The company already has 400 employees working in technology, sales and marketing in the city-state, one of the people said.

A representative for ByteDance did not offer comment.

Southeast Asia is rapidly evolving into a critical location for China’s largest tech corporations, from Alibaba to Tencent, in the face of growing hostility from the US and other major developed markets. Singapore is becoming a regional base for both Western and Chinese companies due to its developed financial and legal system, and as Beijing tightens its grip on Hong Kong.

“Singapore is very attractive to technology companies looking for a hub to address the Southeast Asian markets due to geographic proximity,” said Ling Vey-Sern, an analyst at Bloomberg Intelligence. “The workforce is highly educated, tech-savvy and multilingual.”

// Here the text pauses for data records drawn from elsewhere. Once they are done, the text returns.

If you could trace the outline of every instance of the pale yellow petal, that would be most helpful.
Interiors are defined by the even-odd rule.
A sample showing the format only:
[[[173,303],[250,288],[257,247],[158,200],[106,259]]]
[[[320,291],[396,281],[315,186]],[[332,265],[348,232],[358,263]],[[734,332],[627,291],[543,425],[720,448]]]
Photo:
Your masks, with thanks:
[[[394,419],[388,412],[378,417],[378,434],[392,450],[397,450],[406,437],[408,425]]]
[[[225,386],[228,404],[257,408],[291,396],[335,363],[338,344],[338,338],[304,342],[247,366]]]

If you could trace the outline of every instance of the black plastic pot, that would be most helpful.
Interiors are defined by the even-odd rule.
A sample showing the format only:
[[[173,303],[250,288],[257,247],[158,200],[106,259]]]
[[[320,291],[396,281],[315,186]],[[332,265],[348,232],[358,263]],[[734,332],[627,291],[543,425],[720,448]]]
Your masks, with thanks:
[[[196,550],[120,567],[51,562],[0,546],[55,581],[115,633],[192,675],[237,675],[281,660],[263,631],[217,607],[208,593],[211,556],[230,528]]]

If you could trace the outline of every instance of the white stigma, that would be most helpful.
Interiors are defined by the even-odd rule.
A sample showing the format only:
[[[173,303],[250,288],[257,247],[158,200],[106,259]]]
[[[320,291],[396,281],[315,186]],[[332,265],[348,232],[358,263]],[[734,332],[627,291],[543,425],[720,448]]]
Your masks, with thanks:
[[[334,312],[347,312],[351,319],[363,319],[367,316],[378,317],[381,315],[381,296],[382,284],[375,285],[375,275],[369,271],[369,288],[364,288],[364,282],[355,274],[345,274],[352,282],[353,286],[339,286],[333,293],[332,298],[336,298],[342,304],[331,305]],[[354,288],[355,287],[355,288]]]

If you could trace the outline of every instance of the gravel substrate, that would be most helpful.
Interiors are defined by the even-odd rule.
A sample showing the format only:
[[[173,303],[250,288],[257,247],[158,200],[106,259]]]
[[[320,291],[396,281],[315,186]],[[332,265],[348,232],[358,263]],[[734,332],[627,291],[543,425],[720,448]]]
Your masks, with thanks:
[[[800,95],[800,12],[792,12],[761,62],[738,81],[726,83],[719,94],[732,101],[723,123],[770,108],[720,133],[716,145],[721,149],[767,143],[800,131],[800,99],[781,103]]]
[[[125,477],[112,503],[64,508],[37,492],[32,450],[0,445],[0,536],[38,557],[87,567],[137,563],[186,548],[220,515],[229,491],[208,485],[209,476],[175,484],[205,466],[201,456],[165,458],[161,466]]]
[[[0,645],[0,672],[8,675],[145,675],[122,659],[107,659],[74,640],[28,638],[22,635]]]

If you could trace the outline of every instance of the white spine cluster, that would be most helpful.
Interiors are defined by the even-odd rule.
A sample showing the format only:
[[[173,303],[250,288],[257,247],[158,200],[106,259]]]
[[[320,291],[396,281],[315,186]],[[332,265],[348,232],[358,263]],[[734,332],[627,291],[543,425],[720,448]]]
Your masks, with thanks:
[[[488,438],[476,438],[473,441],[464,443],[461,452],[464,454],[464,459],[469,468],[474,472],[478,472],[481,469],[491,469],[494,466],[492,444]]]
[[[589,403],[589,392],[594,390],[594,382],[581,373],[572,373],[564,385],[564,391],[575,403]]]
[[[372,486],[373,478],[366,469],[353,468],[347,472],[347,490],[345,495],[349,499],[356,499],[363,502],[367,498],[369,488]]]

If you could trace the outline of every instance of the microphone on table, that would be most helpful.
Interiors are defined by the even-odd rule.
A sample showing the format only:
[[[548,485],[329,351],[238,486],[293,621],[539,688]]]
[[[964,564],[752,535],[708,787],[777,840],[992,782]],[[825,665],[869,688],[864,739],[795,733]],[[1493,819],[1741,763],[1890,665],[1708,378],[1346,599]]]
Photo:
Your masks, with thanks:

In China, ByteDance also runs the news aggregation app Toutiao and TikTok’s Chinese twin Douyin. Together, its product stable has more than 1.5 billion monthly active users. ByteDance is said to have generated more than US $ 3 billion of net profit on more than US $ 17 billion of revenue in 2019.

US DEADLINE

Asia is a growth area for the company, especially as it is increasingly likely to miss the US government’s deadline for the sale of its US TikTok operations. US President, Donald Trump said Thursday that he will not extend his Sept. 15 deadline for the deal.

In India, TikTok is among more than a hundred consumer apps made in China that are banned by the government for security reasons. SoftBank Group is exploring gathering a pool of bidders for the TikTok assets in India.

The UK government is likely to ban TikTok from moving local user data out of the country, Bloomberg News reported.

ByteDance leads a consortium that has applied for a digital banking license from the Monetary Authority of Singapore. Other members of that group include a private investment firm owned by a member of the Lee family that OCBC founded.

The regulator will grant up to five such permits to non-banks by December. Ant Group and Sea Ltd, backed by Tencent, have also applied.